Tuesday, September 27, 2011

The Heirs of Jeff Buckley


Like Eddie Vedder before him, the voice of Jeff Buckley has been copied shamelessly by a number of singers, but very few have evinced his influence on their work in meaningful ways. There have been peers haunted by his presence-- as I mention in regards to PJ Harvey's "Memphis" in a previous entry entitled "Backsides Only"-- but who are his musical heirs? Who's inherited the genetics of the golden man's intensity, darkness, and love? The musicality of his telecaster?

I've been occupied with this consideration for some time, but more so since hearing Anna Calvi for the first time a few weeks ago...there was something so Buckley about her songs. Besides Calvi, the only other person I can think of that captures something of the fierceness and vulnerability, the darkness and light, a bit of the sonics of the artist, is Shara Worden of My Brightest Diamond. These women aren't the knock-offs that the male forgers-of-Jeff-Buckley-vocal-craft are, but instead seem to be circling a sun in the same galaxy.

Below is Anna Calvi's "Desire." Enjoy getting caught up in the sunburst of the red-lipped blonde dressed in a male flamenco dancer's garb, so like the sunburst of the telecaster.
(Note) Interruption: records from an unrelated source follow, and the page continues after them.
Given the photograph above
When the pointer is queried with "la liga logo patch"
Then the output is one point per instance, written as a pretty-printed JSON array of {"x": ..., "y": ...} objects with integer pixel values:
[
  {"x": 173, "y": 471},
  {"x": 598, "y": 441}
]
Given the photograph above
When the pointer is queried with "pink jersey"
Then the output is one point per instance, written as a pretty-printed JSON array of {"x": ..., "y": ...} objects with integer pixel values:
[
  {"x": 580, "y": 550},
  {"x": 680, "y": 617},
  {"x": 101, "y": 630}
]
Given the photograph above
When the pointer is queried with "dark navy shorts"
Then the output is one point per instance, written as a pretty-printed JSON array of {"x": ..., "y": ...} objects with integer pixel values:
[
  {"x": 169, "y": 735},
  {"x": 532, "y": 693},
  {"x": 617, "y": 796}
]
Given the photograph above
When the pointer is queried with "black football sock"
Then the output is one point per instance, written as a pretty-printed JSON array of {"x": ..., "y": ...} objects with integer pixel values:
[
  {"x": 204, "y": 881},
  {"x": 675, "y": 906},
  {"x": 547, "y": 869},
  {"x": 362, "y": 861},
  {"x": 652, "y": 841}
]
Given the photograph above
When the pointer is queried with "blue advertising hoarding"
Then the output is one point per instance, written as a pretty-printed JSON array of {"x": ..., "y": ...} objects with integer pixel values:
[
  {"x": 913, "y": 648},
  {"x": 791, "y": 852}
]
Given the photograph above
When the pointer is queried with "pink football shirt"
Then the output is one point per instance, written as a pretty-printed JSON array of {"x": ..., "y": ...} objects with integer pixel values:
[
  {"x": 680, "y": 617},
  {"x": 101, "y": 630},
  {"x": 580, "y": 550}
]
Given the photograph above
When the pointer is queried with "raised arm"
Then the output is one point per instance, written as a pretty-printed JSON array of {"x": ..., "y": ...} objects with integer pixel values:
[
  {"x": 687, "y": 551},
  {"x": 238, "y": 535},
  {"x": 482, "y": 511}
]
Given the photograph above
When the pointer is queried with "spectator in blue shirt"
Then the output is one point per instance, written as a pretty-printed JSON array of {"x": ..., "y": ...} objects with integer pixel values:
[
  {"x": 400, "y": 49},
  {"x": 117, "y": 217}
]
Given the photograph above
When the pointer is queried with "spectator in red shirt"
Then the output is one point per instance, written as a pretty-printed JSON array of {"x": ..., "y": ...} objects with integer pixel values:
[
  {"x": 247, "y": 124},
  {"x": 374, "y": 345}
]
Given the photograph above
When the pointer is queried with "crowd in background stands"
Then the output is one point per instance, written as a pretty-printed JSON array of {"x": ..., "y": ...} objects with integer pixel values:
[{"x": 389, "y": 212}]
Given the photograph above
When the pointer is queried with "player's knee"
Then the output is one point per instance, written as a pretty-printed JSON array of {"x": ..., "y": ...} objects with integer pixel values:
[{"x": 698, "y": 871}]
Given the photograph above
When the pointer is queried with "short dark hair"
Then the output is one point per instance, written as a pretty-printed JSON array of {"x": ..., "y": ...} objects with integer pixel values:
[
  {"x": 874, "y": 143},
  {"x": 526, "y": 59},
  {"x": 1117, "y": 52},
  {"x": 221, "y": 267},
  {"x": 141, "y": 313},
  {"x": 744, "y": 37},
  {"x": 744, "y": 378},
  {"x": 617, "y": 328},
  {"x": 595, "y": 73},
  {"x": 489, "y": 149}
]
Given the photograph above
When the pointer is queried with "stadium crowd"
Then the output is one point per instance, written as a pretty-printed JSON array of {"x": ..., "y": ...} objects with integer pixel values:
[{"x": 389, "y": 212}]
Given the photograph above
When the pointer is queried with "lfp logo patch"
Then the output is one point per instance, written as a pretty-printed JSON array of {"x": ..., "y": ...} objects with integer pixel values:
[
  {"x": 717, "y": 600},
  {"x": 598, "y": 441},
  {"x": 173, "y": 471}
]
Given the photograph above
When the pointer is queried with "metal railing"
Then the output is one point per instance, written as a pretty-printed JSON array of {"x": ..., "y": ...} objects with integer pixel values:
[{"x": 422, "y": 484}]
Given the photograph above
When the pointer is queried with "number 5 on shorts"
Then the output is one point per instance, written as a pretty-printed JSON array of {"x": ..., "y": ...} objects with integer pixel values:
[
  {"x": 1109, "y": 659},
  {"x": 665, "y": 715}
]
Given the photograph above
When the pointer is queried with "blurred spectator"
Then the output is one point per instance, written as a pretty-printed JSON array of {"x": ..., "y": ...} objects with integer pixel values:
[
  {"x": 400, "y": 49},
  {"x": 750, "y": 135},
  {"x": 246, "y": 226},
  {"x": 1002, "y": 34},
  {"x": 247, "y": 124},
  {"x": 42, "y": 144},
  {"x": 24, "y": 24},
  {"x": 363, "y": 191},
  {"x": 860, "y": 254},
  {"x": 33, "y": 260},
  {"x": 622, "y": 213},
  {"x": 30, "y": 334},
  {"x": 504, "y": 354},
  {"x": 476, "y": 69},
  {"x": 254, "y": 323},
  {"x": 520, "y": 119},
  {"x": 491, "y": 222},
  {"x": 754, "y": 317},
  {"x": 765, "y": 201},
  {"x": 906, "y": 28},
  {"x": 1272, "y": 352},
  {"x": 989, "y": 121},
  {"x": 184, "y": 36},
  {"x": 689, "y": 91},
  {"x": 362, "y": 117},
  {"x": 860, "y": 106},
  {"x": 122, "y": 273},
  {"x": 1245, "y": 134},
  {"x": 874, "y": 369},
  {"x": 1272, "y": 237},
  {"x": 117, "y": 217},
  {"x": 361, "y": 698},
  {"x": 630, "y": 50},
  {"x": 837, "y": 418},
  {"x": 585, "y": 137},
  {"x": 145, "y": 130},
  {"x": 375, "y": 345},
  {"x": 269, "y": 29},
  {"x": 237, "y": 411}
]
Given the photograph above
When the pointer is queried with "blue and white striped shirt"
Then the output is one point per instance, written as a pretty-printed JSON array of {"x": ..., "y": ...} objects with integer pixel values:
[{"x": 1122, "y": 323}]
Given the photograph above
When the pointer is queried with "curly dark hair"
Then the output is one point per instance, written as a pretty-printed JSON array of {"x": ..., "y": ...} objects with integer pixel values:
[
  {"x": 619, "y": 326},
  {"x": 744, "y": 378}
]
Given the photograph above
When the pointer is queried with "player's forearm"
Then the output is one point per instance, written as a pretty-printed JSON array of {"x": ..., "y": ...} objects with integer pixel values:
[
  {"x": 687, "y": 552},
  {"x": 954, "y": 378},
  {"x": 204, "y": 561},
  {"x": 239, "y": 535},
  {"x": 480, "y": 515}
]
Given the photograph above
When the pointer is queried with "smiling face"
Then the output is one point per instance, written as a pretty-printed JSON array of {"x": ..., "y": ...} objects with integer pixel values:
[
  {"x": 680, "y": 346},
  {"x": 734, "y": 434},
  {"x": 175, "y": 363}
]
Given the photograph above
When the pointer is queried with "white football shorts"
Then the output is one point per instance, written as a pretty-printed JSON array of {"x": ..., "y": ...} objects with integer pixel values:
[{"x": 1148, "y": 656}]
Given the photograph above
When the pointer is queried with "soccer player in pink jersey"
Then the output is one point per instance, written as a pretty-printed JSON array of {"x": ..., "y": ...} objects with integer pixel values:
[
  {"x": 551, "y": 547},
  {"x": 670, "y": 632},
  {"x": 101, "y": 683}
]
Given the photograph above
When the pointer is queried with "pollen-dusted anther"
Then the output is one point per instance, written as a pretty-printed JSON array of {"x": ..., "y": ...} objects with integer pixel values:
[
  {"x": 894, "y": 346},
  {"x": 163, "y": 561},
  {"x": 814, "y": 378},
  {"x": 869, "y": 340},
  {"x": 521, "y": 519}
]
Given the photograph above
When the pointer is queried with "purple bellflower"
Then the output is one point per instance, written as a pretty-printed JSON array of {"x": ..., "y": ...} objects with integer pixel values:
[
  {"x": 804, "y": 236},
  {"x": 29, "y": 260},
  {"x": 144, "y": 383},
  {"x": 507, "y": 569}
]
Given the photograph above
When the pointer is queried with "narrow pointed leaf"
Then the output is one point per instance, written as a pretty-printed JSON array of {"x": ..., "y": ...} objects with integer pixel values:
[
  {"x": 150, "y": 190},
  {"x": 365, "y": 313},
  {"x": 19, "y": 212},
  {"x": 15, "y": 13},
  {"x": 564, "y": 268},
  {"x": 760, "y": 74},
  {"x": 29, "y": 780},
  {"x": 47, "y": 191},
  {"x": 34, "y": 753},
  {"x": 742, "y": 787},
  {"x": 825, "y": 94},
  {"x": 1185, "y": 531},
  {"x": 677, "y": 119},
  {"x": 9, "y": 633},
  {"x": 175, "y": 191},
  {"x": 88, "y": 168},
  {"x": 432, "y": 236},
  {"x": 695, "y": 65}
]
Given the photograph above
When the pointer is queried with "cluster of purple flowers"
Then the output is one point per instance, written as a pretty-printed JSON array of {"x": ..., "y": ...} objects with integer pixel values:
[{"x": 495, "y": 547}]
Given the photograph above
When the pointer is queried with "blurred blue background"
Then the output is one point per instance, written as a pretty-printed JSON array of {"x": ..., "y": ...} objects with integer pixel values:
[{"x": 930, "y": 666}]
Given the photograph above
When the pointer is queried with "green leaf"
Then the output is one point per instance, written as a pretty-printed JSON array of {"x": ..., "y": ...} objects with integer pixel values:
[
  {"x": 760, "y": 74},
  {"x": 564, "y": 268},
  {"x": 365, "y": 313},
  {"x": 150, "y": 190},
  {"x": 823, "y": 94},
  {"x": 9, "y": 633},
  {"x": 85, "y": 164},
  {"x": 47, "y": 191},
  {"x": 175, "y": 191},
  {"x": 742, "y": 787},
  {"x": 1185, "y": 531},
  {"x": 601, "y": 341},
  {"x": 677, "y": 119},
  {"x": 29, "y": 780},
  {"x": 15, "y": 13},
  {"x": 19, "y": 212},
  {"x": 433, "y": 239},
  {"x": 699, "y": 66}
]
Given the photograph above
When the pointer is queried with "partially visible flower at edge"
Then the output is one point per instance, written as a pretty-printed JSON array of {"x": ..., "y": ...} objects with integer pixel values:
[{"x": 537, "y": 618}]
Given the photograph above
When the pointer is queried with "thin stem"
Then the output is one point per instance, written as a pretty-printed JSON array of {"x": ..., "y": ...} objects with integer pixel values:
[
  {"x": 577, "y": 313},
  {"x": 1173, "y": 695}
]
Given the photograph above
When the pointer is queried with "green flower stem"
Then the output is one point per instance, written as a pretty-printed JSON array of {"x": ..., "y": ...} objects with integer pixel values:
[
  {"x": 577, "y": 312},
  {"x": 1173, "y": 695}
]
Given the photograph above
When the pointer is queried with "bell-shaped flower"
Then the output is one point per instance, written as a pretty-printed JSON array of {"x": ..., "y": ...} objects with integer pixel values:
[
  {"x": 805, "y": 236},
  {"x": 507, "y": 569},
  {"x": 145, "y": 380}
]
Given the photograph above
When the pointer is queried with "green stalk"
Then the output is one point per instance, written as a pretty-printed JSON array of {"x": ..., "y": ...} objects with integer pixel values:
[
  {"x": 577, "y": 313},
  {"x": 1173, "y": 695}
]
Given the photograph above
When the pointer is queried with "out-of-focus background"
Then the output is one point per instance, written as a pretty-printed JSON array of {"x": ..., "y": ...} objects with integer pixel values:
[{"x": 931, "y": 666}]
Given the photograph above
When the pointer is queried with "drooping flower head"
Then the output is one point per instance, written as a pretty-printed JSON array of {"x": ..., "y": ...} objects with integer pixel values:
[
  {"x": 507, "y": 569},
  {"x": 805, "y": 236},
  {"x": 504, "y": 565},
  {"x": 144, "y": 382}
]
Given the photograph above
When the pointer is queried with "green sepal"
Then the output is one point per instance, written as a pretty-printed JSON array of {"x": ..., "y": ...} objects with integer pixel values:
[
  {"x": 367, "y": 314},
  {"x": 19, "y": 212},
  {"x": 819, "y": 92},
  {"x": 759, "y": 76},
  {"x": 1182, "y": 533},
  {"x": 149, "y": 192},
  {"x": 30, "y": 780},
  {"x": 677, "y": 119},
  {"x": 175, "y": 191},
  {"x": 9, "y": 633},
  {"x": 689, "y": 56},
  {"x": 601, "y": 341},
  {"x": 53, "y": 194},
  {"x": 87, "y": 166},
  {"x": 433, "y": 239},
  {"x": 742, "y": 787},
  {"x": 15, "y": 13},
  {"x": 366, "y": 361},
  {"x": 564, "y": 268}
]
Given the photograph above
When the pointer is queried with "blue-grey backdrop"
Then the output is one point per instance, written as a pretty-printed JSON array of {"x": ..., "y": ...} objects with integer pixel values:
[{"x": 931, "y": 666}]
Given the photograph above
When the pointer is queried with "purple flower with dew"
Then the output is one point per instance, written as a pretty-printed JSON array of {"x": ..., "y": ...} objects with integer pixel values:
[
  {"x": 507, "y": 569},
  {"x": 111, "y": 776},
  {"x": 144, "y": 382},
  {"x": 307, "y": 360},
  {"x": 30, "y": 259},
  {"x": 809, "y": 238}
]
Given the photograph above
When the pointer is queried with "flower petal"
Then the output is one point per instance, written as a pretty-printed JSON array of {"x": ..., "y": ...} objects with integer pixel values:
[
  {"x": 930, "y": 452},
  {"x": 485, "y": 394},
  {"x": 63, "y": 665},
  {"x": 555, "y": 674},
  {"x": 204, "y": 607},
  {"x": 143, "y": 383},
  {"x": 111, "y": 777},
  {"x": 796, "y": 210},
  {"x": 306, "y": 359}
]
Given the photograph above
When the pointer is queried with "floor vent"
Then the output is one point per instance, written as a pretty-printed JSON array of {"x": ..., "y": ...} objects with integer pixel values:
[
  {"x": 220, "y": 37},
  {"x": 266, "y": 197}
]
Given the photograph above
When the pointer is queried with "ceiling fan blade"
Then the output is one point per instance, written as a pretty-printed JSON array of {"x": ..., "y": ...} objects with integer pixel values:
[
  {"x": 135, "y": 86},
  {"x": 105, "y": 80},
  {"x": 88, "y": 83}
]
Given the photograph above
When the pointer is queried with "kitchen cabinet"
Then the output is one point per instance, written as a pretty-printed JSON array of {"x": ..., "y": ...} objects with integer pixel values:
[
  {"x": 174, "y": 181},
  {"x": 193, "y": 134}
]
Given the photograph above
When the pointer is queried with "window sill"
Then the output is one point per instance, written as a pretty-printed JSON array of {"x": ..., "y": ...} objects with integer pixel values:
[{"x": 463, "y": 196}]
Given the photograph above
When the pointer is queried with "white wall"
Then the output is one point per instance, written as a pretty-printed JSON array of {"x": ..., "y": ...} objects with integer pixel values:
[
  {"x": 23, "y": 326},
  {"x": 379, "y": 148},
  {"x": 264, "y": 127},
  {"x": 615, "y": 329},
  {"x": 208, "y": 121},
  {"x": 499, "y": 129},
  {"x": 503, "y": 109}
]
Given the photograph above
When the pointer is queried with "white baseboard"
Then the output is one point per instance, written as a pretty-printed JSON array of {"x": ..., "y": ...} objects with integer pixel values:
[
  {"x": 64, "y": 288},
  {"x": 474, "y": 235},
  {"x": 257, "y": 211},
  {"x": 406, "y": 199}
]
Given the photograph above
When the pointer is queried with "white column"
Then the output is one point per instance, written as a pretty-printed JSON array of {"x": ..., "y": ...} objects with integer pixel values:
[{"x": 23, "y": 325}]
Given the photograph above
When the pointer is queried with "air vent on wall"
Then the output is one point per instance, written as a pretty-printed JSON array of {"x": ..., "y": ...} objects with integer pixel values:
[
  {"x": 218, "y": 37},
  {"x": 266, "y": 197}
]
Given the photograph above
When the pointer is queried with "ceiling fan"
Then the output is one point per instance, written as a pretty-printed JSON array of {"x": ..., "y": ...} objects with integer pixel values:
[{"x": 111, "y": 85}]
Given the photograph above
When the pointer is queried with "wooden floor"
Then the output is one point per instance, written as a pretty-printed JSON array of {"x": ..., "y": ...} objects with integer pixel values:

This was the first song I heard by My Brightest Diamond, "Golden Star." Shara's a classically trained singer. There's a similar resonance to Jeff Buckley here, and the final notes of the song sound exactly like what JB would go for if he were singing "Golden Star." I opted for a live version of the song because there was no official video made.


Tuesday, September 6, 2011

She is Not Here to Make You Laugh

http://userserve-ak.last.fm/serve/_/46681765/Patti+Smith+9634.jpg 



Sometime during my stint as a student at the U of O, I found myself standing amidst clearance books on the busy ground floor of the Duck Store, patriotic students garbed in green and yellow bustling by with their coffee and smoothies. I was peering intently at the back of a book, when a voice commanded, "SMILE!" I glanced up, and a man was looking at me pointedly from across the stack of books. Having been absorbed in what I was reading, I didn't know what to make of him. I wish I had already developed my saucy middle-school-teacher skills, but instead I gave him a fake smile akin to something Bart Simpson might manage for a family portrait.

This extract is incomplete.